Earlier this year, I registered as a subscriber on Nextdoor, an online local social networking service (think of it like Facebook for your neighborhood). You can use Nextdoor to ask for advice on local businesses and service providers, compare notes on schools in the community, buy and sell stuff, find out how that new restaurant in town is, introduce yourself as a newcomer to the area, post notices about lost pets, and grouse about drivers who speed on local streets.

A recent thread was complaining about a homeless man in the Agoura Hills area. Many commenters were speculating about where this man was from and what he was up to, with many assuming the worst about him. What happened next changed the entire tenor of the comment section. A woman started a new post titled, “Homeless Man is My Son.” Here are some of her comments, edited for space:

I have been reading everyone’s comments about the homeless man.  I just want all of you to know that he is my son. He has lived in Agoura Hills for over 45 years. He has some mental health issues that I can no longer deal with, but I am doing everything I can to get him the help he needs. He didn’t steal any of the items in the cart, but he has “borrowed” the cart. He is trying to keep his distance from everyone because of COVID-19.  Unfortunately, he doesn’t have a job or any money, and I have been giving him some money and food, clothes, etc.  I am 73, and I lost my husband of 50 years last November.  I am at high risk of dying from COVID-19 because of my diabetes and A-Fib.  I can’t have him in the house with me, and I have been told by the Department of Mental Health to stop enabling him. You have no idea how heartbreaking it is for me to watch my son live like this.  All I want is the best for him.  I will always love him. 

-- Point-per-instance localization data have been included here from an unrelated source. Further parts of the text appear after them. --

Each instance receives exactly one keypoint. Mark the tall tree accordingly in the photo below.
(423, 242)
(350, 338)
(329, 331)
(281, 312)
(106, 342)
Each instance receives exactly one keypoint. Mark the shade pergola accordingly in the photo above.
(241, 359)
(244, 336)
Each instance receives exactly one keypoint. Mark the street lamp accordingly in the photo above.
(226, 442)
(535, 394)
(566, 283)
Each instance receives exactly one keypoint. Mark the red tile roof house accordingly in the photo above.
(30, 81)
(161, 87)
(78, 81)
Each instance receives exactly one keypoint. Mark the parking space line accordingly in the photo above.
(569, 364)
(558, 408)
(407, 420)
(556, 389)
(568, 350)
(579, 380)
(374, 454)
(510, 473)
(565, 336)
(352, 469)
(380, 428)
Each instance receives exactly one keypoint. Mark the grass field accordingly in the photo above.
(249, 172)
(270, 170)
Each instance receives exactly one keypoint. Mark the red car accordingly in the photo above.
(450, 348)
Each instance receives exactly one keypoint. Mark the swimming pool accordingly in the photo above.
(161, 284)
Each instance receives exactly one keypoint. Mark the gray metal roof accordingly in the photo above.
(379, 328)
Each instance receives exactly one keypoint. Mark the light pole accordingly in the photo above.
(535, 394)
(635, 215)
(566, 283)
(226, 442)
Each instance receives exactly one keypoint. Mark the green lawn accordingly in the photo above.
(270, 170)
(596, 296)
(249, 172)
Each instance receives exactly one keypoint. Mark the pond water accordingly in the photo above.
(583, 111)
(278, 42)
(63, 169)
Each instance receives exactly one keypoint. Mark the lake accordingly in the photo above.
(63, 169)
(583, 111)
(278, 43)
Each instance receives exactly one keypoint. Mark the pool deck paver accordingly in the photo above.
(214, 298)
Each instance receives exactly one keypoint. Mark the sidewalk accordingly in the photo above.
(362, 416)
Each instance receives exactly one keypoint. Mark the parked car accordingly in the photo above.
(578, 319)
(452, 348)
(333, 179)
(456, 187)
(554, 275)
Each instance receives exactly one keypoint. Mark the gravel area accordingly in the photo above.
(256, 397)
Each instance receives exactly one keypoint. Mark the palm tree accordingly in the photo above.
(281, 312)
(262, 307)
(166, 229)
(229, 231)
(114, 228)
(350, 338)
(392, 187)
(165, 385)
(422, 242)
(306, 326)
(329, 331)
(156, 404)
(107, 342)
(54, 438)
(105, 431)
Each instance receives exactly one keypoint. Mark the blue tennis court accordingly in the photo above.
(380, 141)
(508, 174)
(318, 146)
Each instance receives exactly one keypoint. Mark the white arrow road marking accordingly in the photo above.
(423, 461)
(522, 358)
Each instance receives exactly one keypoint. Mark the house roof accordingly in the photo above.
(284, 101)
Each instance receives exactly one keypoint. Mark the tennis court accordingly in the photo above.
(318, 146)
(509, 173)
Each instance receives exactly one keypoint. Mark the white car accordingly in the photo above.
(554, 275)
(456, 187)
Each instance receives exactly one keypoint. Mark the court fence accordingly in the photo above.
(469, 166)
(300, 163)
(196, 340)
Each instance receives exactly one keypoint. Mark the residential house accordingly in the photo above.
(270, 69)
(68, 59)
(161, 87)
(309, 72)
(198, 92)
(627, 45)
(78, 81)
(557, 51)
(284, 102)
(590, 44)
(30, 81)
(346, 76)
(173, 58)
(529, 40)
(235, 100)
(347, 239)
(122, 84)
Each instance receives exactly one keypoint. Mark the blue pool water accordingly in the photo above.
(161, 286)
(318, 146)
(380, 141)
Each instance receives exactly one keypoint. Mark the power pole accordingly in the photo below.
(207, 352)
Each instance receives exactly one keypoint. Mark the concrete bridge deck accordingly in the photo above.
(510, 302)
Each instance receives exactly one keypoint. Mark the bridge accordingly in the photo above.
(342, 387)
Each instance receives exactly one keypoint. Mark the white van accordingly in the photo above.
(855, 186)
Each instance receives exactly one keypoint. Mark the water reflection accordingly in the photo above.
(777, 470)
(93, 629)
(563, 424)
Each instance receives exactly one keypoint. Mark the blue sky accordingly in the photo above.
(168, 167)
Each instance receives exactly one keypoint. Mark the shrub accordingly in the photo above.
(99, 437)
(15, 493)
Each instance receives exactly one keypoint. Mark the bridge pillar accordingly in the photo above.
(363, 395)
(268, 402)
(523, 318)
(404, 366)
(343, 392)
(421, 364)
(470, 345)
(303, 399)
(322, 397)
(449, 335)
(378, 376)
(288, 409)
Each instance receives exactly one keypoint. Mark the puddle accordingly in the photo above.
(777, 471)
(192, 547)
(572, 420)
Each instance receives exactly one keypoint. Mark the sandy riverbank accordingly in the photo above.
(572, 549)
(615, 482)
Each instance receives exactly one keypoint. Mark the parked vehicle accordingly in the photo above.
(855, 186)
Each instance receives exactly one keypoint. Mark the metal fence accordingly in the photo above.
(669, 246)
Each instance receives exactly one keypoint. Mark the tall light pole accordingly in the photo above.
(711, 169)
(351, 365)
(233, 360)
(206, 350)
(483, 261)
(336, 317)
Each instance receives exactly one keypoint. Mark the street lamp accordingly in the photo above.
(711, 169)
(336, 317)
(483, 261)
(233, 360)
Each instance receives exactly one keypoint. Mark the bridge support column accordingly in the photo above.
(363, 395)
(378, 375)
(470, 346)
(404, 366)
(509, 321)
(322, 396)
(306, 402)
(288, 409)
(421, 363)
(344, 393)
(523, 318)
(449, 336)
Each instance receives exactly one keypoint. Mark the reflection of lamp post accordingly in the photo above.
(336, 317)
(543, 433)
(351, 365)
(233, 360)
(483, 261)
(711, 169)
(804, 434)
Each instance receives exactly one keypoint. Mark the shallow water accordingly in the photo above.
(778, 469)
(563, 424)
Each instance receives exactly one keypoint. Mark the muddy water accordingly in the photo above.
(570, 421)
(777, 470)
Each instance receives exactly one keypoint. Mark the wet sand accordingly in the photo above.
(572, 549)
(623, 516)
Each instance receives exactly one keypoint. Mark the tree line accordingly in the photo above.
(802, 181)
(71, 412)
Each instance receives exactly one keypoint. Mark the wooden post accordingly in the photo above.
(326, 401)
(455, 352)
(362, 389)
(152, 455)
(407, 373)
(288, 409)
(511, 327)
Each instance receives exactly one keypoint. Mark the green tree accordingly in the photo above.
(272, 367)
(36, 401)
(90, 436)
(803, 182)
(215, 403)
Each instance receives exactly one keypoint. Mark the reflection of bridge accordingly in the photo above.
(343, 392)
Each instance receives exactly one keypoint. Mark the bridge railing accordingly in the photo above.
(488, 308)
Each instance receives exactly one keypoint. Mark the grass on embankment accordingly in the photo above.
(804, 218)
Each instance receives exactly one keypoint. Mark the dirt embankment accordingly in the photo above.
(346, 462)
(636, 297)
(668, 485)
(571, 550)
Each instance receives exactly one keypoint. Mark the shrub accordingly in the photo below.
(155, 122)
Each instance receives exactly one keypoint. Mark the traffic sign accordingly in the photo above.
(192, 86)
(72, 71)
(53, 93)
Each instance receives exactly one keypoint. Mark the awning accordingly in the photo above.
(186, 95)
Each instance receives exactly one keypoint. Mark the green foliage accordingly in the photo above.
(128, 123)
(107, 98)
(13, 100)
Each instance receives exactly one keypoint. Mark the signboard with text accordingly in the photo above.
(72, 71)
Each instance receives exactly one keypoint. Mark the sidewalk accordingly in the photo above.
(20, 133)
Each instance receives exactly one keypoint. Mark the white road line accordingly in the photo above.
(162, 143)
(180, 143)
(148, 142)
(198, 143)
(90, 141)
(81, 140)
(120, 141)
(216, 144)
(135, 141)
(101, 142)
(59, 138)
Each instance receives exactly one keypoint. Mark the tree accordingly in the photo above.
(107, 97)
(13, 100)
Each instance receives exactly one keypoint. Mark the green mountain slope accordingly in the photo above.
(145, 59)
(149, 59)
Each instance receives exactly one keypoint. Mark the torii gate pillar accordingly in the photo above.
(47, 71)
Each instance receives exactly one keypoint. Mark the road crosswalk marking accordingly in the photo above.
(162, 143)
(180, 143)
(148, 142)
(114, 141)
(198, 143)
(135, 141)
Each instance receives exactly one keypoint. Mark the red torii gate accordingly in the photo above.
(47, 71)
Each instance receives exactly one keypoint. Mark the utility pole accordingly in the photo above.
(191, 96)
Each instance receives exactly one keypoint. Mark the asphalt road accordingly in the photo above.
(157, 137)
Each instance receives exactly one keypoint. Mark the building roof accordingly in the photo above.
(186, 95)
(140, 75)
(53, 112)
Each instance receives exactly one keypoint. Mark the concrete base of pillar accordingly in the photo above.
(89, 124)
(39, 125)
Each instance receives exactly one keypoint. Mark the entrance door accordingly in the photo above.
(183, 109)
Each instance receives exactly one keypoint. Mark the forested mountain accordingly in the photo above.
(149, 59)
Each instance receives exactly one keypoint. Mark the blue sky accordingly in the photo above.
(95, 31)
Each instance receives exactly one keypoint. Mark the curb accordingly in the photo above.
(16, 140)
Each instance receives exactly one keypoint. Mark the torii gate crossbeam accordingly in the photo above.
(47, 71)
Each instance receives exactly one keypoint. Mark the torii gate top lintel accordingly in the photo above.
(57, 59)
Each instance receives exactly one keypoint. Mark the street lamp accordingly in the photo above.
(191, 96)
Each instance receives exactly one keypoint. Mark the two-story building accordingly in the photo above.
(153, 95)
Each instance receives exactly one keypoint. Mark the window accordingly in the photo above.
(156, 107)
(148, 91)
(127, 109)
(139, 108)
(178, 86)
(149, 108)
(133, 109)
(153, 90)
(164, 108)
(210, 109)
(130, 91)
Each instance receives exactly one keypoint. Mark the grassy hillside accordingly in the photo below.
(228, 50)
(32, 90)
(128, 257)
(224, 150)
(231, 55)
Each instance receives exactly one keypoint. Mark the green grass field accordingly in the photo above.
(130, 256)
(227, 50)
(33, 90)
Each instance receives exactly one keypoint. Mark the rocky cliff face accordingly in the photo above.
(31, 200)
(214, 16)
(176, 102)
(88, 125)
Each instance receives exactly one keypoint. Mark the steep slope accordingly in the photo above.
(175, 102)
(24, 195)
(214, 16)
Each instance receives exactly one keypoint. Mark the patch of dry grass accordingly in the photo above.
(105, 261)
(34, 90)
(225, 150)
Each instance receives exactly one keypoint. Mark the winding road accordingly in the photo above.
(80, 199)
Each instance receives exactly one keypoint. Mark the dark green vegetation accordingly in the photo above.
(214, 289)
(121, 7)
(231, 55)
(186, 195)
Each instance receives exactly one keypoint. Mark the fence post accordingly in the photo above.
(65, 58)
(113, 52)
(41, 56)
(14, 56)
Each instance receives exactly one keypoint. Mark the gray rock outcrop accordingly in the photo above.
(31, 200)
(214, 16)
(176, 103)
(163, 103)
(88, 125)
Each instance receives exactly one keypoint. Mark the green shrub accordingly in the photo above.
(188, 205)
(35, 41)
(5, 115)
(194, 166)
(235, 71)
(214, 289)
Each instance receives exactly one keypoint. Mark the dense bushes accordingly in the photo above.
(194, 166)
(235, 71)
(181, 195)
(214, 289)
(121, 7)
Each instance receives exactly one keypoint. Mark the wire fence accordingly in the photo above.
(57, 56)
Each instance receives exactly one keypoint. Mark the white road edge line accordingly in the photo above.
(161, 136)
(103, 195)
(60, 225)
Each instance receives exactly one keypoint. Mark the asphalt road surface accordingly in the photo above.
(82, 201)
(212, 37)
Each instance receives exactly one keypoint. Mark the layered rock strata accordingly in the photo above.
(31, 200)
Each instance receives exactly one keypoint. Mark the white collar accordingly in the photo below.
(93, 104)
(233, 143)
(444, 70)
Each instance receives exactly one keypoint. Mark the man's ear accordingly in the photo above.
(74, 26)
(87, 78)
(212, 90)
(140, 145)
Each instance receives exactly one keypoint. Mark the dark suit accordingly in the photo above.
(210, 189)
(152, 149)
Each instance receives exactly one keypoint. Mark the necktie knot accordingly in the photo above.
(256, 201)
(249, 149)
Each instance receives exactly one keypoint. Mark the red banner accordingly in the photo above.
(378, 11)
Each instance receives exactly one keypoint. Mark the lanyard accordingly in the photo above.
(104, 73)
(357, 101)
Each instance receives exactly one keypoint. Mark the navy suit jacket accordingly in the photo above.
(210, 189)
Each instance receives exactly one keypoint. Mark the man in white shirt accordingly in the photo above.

When last I checked, there were 235 comments following this post offering tangible support and care, as well as expressing words of encouragement and blessing to this mom and her son. What struck me was the before and after contrast: from people expressing frustration and hostility toward a generic group of people called “the homeless,” to people expressing care and support toward a fellow human being who is known to one woman as “my son.” I was heartened to see how much empathy was expressed when one mom opened her heart and vulnerably shared her pain.

I think you can see where I’m going with this. Jesus told a parable in Matthew 25 whose punchline was, “Truly I tell you, just as you did it to one of the least of these who are members of my family [or, one of the least of these brothers and sisters of mine], you did it to me.” Can we allow ourselves to see fellow human beings where others see a category, to see a member of Jesus’ family where others see a burden, to see a brother and sister of Jesus where others see “the other”? What a difference that would make in our neighborhood, our country, and our world!